I remember back to 1963. That was a great year. I started off at 12 years old, and stayed that way for 10 2/3 months. I had played baseball all that summer and it was great. I hit 5 Home runs, three of them grand slams. I made the all stars. I walked all over town, fished in the Chattooga, gone to the movies. The summer of 1963 was idyllic, and I loved it.
Then, suddenly I became a teenager.
Oh God, how awkward I was. What terrible luck I had too.
I go a bad case of Athletes foot late that summer, and it just ate my feet up something awful. I had to start school that fall wearing sandals with white socks. Nobody can imagine how embarrassing an ordeal that was. My old protagonist J. Suits kidded me mercilessly about it. It took a month or so to finally get healed up….just as the weather started to cool off.
I had fairly greasy hair, so the pimples came along shortly after the feet healed up. I washed my hair regularly, but it didn’t matter. I had one or two fairly bad eruptions a week. Another embarrassing issue, and so I kind of walked around with my head down and avoided direct eye contact, especially with girls…

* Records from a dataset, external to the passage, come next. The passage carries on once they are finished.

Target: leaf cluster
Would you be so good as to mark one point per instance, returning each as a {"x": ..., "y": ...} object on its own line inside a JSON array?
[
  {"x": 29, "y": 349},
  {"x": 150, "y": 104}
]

I remember as Christmas approached, the glee club started rehearsing a Special program. One of the songs was “White Christmas” one of my favorites. I lined up in the back of the boys section and was belting it out, Bing Crosby style. My voice had already changed, and my tenor was clear and on key. I didn’t think I’d be noticed, I just loved the music, the song and the time of year. Mr. Carruth stoped in the middle of the song one day and said: “You…Bowers C’mere”.
I went up front. He proceeded to inform me that I was going to sing solo for the song, with the rest of the singers backing me up. I was floored, and scared crapless.
We rehearsed the song over and over the next few weeks, and when the day came for the program, I was ready. I started a little tentatively but forgot anyone else was in the assembly that morning, and did my best Bing. “Good job” said Mr. Carruth.
The year changed after that. I walked with my head up. I continued to sing every opportunity I got, and I still thank John Carruth to this day for believing in me, and helping to make my life better.
We had several good teachers, who were also decent people at our school that year, and in the ensuing four years. I was lucky to be there with a good group of teachers and some great classmates. It was a wonderful time.